Пока Хвтисо рассказывал, я наблюдал за его руками, огрубевшими от работы, с корявыми узловатыми пальцами. Он так ритмично размахивал ими, казалось, косит невидимой косой. Говорил он громко, словно мы находились не рядом, а на другом берегу реки. Он подождал, пока мы вдоволь посмеялись над его рассказом, потом вдруг посерьезнел, наполнил рог и сказал:
— У меня есть тост, если позволите. Давайте выпьем за женщину. Пусть равнинники не обижаются на меня, но в горах лучше знают цену женщине. Не смейтесь, я прожил внизу семь лет и кое-что понимаю. Может, я и глупость говорю, но говорю то, что знаю. Пятнадцать лет назад спустили нас на равнину. Ну, думали мы, отдохнем от этих скал, хватит, накарабкались вдоволь. Клянусь детьми, так и думали. Три года все шло нормально, а на четвертый худо мне стало — пропало желание. Не хочу жены, и все тут. Хоть кончай с собой. Что со мной — не знаю. Тут ведь дело такое, никому не расскажешь — засмеют. Задумался я крепко. Вроде бы все у меня нормально: здоров как бык, сыт, одет, обут, в доме тепло, постель мягкая, телевизор и дела почти никакого! Что еще нужно человеку?! Так нет же, не лежит сердце к женщине! Отвык! Тогда у меня было двое детей, теперь шестеро. И кое-что мне стало ясно, только вы не смейтесь. Сидим вот мы с женой в теплой комнате, смотрим телевизор. Тепло — враг мужчины. Меня одолевает сон. Для виду все же говорю жене: «Пошли, жена, спать». А она: «Подожди немного, вот досмотрю кино…» Я не хочу кино, а она хочет. Кончается передача, я уже давно сплю. Жена ложится в свою постель, ей и без меня тепло. Утром просыпаемся и бежим каждый по своим придуманным делам. Вечером снова у телевизора собираемся. Так вот и неделя проходит. Так вот и отвык от женщины.
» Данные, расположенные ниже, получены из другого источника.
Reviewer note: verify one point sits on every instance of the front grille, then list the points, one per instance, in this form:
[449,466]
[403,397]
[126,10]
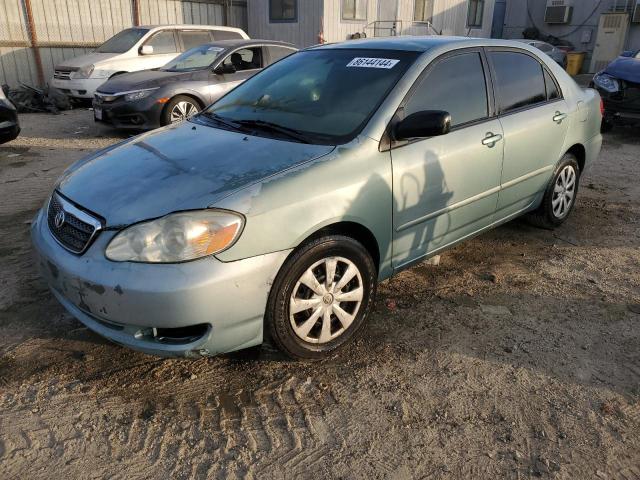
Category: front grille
[63,73]
[73,228]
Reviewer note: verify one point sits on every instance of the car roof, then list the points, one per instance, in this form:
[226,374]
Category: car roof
[418,43]
[241,42]
[190,27]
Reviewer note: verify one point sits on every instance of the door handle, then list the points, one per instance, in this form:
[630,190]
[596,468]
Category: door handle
[491,139]
[558,117]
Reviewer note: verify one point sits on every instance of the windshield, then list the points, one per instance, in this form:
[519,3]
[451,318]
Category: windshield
[123,41]
[195,59]
[326,94]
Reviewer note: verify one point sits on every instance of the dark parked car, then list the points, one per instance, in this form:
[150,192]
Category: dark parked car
[9,126]
[153,98]
[619,87]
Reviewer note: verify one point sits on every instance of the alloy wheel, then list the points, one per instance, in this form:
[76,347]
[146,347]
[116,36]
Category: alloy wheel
[564,192]
[326,300]
[183,110]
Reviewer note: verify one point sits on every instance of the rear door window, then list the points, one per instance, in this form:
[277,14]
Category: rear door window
[163,42]
[194,38]
[519,80]
[278,53]
[552,87]
[455,84]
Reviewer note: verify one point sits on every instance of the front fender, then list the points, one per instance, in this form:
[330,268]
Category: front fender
[352,183]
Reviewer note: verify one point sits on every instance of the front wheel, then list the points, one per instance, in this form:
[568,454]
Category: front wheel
[178,109]
[560,196]
[321,297]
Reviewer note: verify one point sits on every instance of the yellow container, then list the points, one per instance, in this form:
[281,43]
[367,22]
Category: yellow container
[574,62]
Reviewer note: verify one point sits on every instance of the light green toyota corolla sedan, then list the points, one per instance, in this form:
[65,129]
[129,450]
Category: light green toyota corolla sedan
[274,213]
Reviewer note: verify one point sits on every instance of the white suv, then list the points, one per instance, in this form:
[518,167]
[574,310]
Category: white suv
[133,49]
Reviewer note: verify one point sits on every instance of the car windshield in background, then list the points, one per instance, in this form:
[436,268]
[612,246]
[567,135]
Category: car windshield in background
[321,96]
[195,59]
[123,41]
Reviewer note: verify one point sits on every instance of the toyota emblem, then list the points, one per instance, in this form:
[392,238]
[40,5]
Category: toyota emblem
[59,220]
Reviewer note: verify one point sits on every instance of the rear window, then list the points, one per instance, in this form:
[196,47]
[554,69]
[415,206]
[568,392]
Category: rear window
[163,42]
[226,35]
[194,38]
[519,80]
[123,41]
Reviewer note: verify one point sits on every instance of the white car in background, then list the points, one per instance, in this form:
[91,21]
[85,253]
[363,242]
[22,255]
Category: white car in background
[131,50]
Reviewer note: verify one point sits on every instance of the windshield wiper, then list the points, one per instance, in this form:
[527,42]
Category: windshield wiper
[268,126]
[223,121]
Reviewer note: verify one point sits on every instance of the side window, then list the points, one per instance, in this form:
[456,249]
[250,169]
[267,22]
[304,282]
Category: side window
[277,53]
[225,35]
[552,88]
[519,80]
[456,85]
[163,42]
[245,59]
[194,38]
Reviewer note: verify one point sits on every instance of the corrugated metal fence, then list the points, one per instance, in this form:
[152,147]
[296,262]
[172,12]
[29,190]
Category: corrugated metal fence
[35,35]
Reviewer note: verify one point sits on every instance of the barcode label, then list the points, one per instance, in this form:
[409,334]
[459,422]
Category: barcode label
[365,62]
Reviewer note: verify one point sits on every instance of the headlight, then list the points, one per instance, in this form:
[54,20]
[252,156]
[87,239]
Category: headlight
[84,72]
[138,94]
[606,82]
[177,237]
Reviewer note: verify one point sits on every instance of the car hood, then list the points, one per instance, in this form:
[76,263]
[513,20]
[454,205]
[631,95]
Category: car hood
[143,79]
[625,68]
[180,167]
[88,59]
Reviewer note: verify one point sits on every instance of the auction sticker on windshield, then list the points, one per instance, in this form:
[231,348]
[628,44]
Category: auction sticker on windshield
[365,62]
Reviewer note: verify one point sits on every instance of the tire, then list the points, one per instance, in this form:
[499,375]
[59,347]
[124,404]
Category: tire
[299,335]
[182,104]
[552,212]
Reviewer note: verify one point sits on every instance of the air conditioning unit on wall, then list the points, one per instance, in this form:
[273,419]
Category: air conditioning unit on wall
[558,11]
[635,18]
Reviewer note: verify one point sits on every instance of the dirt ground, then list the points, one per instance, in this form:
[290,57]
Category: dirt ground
[518,356]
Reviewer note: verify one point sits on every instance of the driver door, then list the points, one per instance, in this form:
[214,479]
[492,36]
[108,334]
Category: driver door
[446,187]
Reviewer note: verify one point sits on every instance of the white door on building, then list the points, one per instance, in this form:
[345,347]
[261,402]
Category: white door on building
[387,15]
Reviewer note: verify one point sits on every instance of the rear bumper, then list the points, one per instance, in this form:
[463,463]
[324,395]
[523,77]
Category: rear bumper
[141,115]
[622,107]
[129,303]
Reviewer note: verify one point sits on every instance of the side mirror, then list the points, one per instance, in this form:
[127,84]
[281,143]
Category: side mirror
[429,123]
[224,68]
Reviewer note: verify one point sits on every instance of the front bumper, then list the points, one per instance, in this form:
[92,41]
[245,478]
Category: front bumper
[128,303]
[139,115]
[78,88]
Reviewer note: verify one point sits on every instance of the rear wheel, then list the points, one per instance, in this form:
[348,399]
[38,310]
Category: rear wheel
[560,196]
[321,297]
[178,109]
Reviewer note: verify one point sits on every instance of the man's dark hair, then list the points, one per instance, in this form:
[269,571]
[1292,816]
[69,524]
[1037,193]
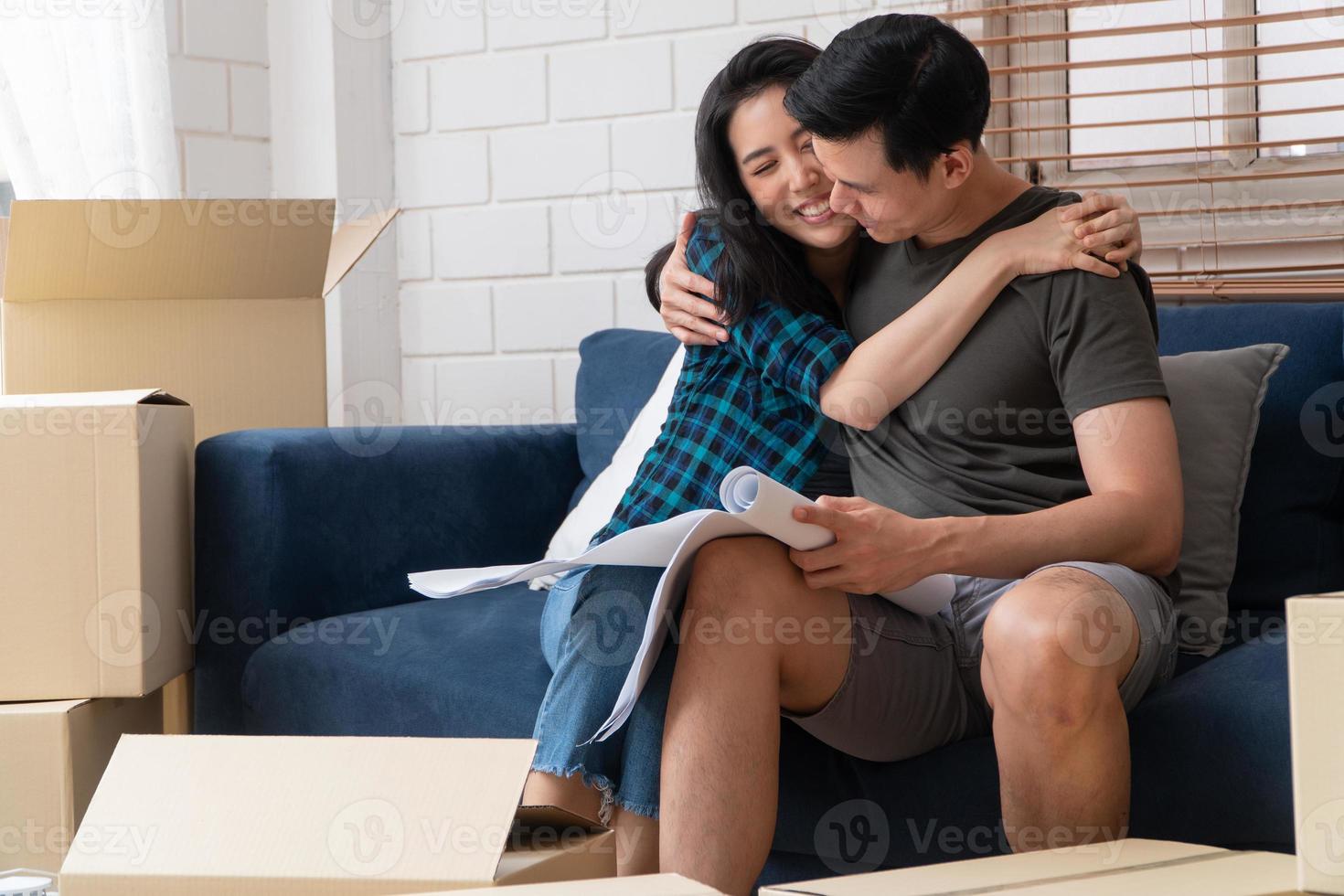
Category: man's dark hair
[914,78]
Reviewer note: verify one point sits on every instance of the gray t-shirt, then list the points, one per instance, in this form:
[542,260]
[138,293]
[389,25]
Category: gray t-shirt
[991,432]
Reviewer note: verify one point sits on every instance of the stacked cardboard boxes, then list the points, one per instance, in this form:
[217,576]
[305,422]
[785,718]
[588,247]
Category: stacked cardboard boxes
[215,816]
[94,541]
[220,303]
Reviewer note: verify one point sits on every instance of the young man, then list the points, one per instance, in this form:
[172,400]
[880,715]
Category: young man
[1040,465]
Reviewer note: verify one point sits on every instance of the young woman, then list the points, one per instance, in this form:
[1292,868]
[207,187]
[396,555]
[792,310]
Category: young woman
[769,397]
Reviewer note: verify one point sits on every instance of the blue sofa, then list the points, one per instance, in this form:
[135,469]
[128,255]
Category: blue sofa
[303,526]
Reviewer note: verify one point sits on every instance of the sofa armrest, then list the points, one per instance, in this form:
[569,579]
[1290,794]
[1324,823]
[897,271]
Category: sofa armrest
[302,524]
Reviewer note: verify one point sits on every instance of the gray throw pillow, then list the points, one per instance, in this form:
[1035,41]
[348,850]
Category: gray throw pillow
[1215,400]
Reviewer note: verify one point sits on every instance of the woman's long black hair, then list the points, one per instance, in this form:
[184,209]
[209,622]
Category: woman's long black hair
[758,260]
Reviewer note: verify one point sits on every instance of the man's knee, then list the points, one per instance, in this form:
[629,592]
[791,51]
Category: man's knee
[1057,645]
[730,572]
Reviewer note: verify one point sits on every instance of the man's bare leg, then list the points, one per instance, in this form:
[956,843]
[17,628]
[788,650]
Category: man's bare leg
[636,836]
[1055,649]
[720,744]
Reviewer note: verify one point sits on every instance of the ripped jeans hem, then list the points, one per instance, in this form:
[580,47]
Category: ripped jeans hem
[600,782]
[606,789]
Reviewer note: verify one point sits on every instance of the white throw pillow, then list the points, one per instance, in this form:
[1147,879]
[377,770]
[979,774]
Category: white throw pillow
[597,506]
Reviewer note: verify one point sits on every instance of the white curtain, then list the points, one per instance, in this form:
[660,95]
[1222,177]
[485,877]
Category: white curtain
[85,103]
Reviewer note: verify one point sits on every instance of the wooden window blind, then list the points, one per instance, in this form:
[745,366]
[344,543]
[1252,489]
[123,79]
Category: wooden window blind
[1221,120]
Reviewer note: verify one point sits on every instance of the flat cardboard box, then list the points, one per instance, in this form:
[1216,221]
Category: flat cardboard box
[94,543]
[1316,721]
[219,301]
[223,815]
[635,885]
[51,756]
[1117,868]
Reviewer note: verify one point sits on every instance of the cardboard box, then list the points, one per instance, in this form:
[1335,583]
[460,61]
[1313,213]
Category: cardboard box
[1115,868]
[219,815]
[94,543]
[5,249]
[635,885]
[219,301]
[1316,719]
[51,756]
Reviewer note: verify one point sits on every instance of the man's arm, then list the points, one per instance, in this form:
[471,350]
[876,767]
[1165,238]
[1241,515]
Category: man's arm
[1133,516]
[1135,513]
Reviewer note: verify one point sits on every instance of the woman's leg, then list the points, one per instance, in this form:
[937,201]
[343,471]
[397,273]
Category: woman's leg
[591,632]
[637,797]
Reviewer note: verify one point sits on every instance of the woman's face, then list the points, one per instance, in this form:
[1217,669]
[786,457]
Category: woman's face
[783,175]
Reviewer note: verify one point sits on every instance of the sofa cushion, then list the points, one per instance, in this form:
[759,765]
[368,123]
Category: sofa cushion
[466,667]
[618,371]
[1215,400]
[1292,534]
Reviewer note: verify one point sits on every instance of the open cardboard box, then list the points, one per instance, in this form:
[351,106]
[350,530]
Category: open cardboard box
[94,543]
[219,301]
[51,756]
[219,815]
[1316,720]
[1115,868]
[635,885]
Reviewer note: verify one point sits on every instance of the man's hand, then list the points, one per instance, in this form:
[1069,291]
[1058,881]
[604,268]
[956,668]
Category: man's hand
[877,549]
[692,318]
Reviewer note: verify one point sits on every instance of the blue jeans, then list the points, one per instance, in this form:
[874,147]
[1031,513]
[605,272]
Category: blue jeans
[592,626]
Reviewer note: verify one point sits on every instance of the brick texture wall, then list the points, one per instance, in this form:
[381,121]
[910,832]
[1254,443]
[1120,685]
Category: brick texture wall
[220,97]
[543,152]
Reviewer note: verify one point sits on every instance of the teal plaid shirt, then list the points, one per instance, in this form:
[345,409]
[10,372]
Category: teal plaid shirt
[750,400]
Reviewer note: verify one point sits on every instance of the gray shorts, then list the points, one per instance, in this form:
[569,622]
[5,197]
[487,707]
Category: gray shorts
[912,683]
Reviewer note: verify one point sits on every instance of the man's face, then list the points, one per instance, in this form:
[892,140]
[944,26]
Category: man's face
[891,206]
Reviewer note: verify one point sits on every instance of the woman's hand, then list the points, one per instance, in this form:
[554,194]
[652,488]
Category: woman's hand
[692,318]
[1051,240]
[1108,222]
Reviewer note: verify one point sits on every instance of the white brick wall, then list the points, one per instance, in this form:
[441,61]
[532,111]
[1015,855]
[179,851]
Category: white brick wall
[543,152]
[220,96]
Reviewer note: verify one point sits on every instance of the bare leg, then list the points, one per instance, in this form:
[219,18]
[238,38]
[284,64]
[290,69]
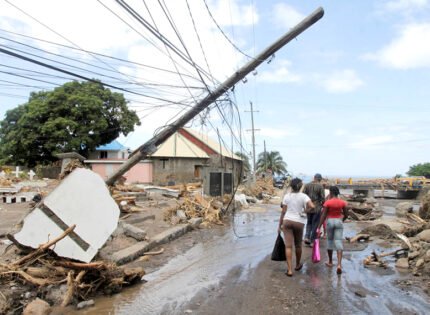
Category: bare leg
[289,253]
[339,261]
[330,257]
[298,256]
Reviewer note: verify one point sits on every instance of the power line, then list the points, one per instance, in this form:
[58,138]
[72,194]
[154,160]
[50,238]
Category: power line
[98,54]
[224,34]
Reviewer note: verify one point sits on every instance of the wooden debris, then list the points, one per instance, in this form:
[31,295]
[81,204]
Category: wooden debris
[43,267]
[374,260]
[194,207]
[358,238]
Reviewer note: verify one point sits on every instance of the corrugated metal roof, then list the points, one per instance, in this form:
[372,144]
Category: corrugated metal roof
[113,146]
[178,146]
[214,145]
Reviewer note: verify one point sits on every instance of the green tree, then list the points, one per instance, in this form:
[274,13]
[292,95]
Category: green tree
[271,160]
[420,169]
[75,117]
[246,167]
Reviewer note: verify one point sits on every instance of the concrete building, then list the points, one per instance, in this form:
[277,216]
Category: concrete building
[186,156]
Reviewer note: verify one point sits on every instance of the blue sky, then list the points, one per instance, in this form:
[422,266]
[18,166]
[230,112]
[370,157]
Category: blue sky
[348,97]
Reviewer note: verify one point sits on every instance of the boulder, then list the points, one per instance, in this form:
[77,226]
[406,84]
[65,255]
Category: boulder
[424,236]
[37,307]
[241,200]
[403,208]
[84,304]
[420,262]
[424,211]
[381,230]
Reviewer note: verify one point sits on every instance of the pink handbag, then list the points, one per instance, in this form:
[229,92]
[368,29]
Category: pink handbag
[316,257]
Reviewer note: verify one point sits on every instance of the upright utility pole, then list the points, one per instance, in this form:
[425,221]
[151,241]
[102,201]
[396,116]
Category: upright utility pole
[254,166]
[151,145]
[265,157]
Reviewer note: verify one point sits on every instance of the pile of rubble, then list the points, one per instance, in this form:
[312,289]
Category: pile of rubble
[414,234]
[363,209]
[126,197]
[262,189]
[197,206]
[41,272]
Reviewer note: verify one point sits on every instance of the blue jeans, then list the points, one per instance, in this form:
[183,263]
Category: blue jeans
[334,234]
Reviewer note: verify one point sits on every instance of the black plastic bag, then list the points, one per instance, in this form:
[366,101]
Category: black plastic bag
[278,253]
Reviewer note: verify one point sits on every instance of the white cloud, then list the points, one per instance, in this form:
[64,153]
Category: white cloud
[231,13]
[405,5]
[341,81]
[280,73]
[278,133]
[285,16]
[372,142]
[411,48]
[108,34]
[340,132]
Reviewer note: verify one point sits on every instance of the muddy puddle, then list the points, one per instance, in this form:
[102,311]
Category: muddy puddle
[246,243]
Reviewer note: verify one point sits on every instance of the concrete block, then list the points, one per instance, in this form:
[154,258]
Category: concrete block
[82,198]
[140,219]
[134,232]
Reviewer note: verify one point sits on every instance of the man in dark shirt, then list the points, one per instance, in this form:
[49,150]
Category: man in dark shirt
[315,191]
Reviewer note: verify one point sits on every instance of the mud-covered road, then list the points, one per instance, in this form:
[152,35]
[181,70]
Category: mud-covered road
[229,271]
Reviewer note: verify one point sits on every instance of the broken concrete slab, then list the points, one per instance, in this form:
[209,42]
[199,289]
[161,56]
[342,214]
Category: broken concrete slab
[195,222]
[131,253]
[82,198]
[134,232]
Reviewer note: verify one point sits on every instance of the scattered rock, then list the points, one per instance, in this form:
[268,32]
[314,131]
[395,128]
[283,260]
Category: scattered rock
[424,236]
[360,294]
[37,307]
[134,232]
[84,304]
[402,263]
[181,215]
[403,208]
[420,262]
[382,230]
[413,255]
[195,222]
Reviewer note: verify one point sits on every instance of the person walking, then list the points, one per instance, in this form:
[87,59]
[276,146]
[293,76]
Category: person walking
[292,222]
[335,211]
[315,191]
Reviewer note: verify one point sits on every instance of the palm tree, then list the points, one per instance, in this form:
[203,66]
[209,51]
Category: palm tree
[271,160]
[246,167]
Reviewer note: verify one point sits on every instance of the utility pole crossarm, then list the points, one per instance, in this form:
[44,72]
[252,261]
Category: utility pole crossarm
[151,145]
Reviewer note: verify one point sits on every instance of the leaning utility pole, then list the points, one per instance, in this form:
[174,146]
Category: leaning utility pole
[265,157]
[151,145]
[254,167]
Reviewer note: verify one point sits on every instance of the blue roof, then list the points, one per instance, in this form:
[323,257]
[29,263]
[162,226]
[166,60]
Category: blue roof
[113,146]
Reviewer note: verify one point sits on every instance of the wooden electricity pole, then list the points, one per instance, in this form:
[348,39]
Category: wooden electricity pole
[254,166]
[151,145]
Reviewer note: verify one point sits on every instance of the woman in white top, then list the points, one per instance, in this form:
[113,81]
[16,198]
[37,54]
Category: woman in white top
[292,222]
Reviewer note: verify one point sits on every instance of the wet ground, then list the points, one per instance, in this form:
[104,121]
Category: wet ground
[229,271]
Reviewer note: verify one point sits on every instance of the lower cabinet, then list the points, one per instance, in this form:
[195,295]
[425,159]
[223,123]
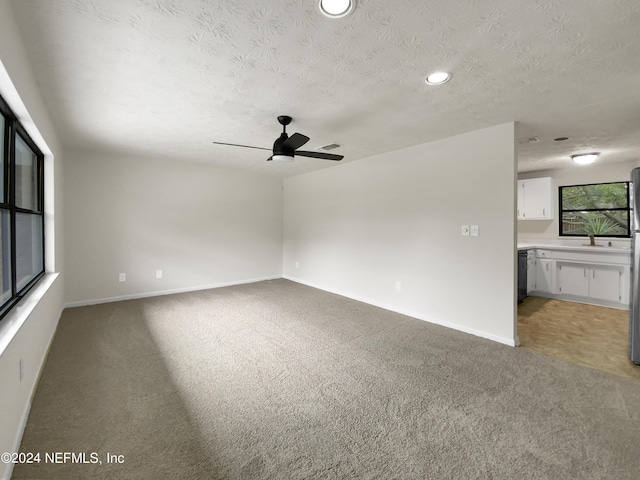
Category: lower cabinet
[544,275]
[599,282]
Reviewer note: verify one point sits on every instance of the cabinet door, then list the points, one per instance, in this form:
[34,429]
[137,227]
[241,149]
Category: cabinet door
[538,198]
[604,283]
[573,280]
[520,199]
[532,274]
[544,275]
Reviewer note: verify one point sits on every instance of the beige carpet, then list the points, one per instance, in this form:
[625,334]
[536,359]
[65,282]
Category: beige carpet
[276,380]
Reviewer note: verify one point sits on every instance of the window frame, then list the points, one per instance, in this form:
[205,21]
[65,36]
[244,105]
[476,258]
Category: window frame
[628,209]
[12,129]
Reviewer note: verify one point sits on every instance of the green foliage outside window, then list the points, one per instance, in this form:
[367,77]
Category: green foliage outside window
[601,210]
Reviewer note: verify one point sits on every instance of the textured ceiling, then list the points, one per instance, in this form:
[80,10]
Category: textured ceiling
[169,77]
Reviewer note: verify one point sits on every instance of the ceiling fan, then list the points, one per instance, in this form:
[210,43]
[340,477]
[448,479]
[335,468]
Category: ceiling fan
[285,148]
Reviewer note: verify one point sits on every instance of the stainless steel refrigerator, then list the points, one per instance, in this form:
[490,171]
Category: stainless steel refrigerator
[634,294]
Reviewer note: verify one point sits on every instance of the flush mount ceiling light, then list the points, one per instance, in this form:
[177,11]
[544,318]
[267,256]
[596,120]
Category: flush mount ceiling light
[438,78]
[585,158]
[336,8]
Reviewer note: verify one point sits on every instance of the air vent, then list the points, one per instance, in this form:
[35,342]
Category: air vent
[331,146]
[524,141]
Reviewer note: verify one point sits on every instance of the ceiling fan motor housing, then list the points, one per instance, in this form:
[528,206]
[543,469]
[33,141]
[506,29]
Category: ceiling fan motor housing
[279,147]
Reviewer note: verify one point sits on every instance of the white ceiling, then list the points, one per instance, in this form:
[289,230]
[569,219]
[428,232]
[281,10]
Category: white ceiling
[169,77]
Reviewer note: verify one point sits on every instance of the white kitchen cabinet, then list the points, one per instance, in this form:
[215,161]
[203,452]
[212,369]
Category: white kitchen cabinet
[605,283]
[544,275]
[535,199]
[573,279]
[597,282]
[531,271]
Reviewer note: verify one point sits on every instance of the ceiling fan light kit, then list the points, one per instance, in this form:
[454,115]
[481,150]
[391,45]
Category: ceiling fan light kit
[336,8]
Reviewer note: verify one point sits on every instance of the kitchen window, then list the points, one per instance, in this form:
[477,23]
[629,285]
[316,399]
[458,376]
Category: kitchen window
[600,209]
[21,210]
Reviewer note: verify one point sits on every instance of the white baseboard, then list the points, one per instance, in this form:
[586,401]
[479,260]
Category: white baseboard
[158,293]
[512,342]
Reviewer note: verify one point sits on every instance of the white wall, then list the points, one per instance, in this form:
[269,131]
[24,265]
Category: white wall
[572,175]
[359,227]
[203,226]
[35,327]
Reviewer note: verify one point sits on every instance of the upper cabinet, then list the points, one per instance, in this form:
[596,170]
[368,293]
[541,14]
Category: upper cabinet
[535,199]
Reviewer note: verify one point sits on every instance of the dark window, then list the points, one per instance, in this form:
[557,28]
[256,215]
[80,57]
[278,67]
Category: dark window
[600,209]
[21,210]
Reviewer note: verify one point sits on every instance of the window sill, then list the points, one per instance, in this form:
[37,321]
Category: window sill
[13,320]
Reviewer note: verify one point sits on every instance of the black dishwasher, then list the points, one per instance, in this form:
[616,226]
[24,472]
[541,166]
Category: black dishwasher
[522,275]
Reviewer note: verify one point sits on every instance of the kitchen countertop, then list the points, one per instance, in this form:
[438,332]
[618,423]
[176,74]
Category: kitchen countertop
[575,248]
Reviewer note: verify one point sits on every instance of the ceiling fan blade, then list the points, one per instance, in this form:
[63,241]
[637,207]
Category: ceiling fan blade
[244,146]
[295,141]
[324,156]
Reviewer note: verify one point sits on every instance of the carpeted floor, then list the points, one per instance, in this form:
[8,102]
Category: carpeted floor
[275,380]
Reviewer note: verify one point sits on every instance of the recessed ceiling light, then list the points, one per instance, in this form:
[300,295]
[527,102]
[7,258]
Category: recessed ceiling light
[336,8]
[438,78]
[585,158]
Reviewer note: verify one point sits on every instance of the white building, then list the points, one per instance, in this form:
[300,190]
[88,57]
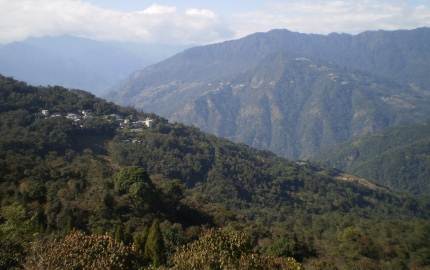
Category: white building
[148,122]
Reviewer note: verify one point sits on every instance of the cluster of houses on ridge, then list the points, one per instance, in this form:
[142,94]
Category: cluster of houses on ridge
[131,125]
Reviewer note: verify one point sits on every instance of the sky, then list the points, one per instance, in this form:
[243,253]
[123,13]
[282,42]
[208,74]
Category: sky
[201,22]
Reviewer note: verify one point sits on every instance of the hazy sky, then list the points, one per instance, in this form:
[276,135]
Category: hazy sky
[200,22]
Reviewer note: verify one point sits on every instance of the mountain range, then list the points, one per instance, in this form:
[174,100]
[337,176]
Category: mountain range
[78,63]
[72,161]
[291,93]
[398,157]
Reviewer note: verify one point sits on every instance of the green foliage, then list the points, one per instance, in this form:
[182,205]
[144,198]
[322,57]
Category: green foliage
[127,177]
[11,254]
[397,157]
[223,249]
[57,176]
[79,251]
[154,246]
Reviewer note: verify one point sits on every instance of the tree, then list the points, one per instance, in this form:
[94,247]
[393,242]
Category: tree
[223,249]
[154,246]
[80,251]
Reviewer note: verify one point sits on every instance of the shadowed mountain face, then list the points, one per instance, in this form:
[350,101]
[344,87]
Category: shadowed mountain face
[397,157]
[291,93]
[77,62]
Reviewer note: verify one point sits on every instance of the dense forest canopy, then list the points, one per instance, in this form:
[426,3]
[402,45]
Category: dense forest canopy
[79,174]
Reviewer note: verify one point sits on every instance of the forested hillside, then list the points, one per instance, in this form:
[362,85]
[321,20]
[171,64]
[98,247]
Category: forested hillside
[397,157]
[291,93]
[84,178]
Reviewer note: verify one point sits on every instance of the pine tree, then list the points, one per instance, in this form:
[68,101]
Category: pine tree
[154,246]
[139,241]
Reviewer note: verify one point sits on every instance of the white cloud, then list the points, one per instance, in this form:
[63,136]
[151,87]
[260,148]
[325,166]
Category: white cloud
[159,10]
[200,13]
[20,19]
[325,16]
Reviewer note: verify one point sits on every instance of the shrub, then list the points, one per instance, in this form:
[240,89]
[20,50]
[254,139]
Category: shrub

А женщина — это благо. Женщина — лучшее творение божье. Женщина — жизнь. Вернулся я в горы. Последыш мой в прошлом году родился. Ожил я — вот что такое женщина! Холодной ночью она согреет тебе постель, да что там постель — сердце согреет, а если ты не очень устал, и огнем вспыхнуть заставит. Женщину у сердца надо держать. В другой комнате, у телевизора она угасает, стынет. Да здравствует женщина в нашей душе! Она — наше ребро, наш бок, нами и жива! Без нас, мужчин, женщина и не женщина вовсе! Женщина — это любовь, да здравствует любовь!
Он залпом осушил рог и передал его Турманаули. При этом чуть пошатнулся: «Одолел, проклятый „жипитаури“!» Сунул под мышку вилы и сумку и, подняв руку в знак прощания, не то пропел, не то прокричал:
Живы мы, чего еще нам надо, видим солнце!
Наступает ночь и снова рассветает!
Горе же тому, к кому приходит ночь,
а рассвет уже не рассветет!
Он посмотрел на свою гору и побрел вверх по тропе. Сделав шагов десять, остановился, повернувшись, махнул нам рукой и пошел обратно, к дому.